A red-orange poppy, bright as an African sora, has opened above a sea of green in the flower bed in front of the house, shocking everything else in sight like some electrifying force and clashing with the red tulips in a minor collision of colour. Like the first call of a cuckoo and the first sight of a swallow, the first pop of a poppy breathes new life into me because it means some summer-like weather is around the corner and, like the poppy shedding its shell, I can de-cloak. Meanwhile, the Japanese cherry is festooned with layers of blossoms much like the soft bustle gowns in the painting ‘Women in the Garden’ by Claude Monet, with petals billowing in the May wind. The colour blue zigzags its way across the border with the tiny belled flowers of Jacob’s ladder, forget-me-nots and aquilegia, pansies and bluebells. The swelling of greenness bursting into leaf is, thankfully, unrelenting this time of year making the boxwood hedge neon green with its new growth--rapidly in need of clipping before the month is out. Above the boxwood knot garden sits the small glasshouse. Planted with tomatoes and cucumbers, lettuces and carrots, and early strawberries, it becomes the favourite place for our cat, Neidin, who relaxes on the warm soil. She winks at me with lazy eyes as I pot on the delphiniums and dahlias that I’ve been protecting from the slugs. Do I dare to plant them out?
I love this time of year maybe more than any other. The energy in the garden is steady and determined and nearly every day there is some new marvel to notice. Likewise, I the gardener am steady and determined, but trying to keep pace with the tireless blitz of growth can be a challenge. I have to stop myself and sit down to enjoy it. I should be taking a note from Neidin’s diary--‘today I lounged inside in yer one’s warm glasshouse, closed my eyes and soil-bathed until dinnertime’--or whatever it is that cats think about when they’re not hunting. The garden tasks are as plentiful as the harvest they bestow, however, and although I have elected the Husband as Chief Groundsman I am largely responsible for the garden’s upkeep. To give him his due, the Husband graciously accepts the chores I assign him—hedging mowing, transplanting, barrowing—the kind of jobs where I know his mind is still half in the book he is writing.
In Kevin Danaher’s wonderful book, The Year in Ireland, he writes about Bealtaine and the many May-day and May-time beliefs and customs. I didn’t know this, but seemingly May is the time of year when women gathered the May dew, believing in its virtues as a medicine and beauty aid--“Bringing immunity from freckles, sunburn, chapping and wrinkles during the coming year.” It also cured, or prevented, headaches, skin ailments and sore eyes.” What you do is: in the early morning go to the meadow and knock the dew off the grass with your hands. Collect it in a jar or a plate. Let it rest in the sunbeams and once the dregs have settled pour off the good stuff until you have clear but whitish dew. Danaher says to walk barefoot in the dew will cure all sorts foot ailments.
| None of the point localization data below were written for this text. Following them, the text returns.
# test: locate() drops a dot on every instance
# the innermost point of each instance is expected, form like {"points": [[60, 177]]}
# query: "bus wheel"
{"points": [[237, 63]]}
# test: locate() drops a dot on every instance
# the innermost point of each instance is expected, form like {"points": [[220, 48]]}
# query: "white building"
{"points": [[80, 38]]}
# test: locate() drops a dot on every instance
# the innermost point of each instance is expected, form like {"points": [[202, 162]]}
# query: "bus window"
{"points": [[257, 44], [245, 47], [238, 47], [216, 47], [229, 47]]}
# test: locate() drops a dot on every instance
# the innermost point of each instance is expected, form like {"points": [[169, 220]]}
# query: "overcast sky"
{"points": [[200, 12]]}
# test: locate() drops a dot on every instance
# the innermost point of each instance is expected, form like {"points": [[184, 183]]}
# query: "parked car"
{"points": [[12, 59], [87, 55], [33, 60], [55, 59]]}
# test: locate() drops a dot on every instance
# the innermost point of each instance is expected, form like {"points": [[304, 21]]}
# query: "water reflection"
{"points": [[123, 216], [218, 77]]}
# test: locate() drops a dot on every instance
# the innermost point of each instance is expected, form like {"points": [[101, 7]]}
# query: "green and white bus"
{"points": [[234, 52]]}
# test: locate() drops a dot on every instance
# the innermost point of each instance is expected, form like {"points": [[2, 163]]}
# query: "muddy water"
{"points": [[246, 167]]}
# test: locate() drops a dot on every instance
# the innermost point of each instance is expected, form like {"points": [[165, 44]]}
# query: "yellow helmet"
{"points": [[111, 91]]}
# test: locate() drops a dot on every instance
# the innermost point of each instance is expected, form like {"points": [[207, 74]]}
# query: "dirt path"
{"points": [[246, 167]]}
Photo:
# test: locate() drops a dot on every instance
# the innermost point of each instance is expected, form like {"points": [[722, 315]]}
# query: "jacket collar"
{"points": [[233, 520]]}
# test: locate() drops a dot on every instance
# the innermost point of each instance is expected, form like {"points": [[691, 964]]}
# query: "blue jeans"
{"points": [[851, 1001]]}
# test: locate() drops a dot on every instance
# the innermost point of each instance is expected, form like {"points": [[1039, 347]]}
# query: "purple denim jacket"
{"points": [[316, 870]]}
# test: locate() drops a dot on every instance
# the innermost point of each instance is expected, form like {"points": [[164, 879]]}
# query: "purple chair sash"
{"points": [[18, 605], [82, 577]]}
Better still, if you’re daring, roll naked into the morning meadow and be assured of good health and a fair complexion for the coming year.
Lately, I’ve come to the conclusion that working in the garden is being in the garden and being in the garden is enjoying the garden. Something akin to understanding that the journey is the destination, or as the American singer/songwriter Harry Chapin sang, ‘it’s the going, not the getting there, that’s good.’ So out I go. May in the Kiltumper garden will see us harvesting lettuces and scallions and rocket and spinach, and bringing in bouquets of blue flowers. And before the month is out, who knows, the swallows and the cuckoo that arrived from Africa just might see two naked humans out rolling and bathing in the morning dew of a Kiltumper meadow.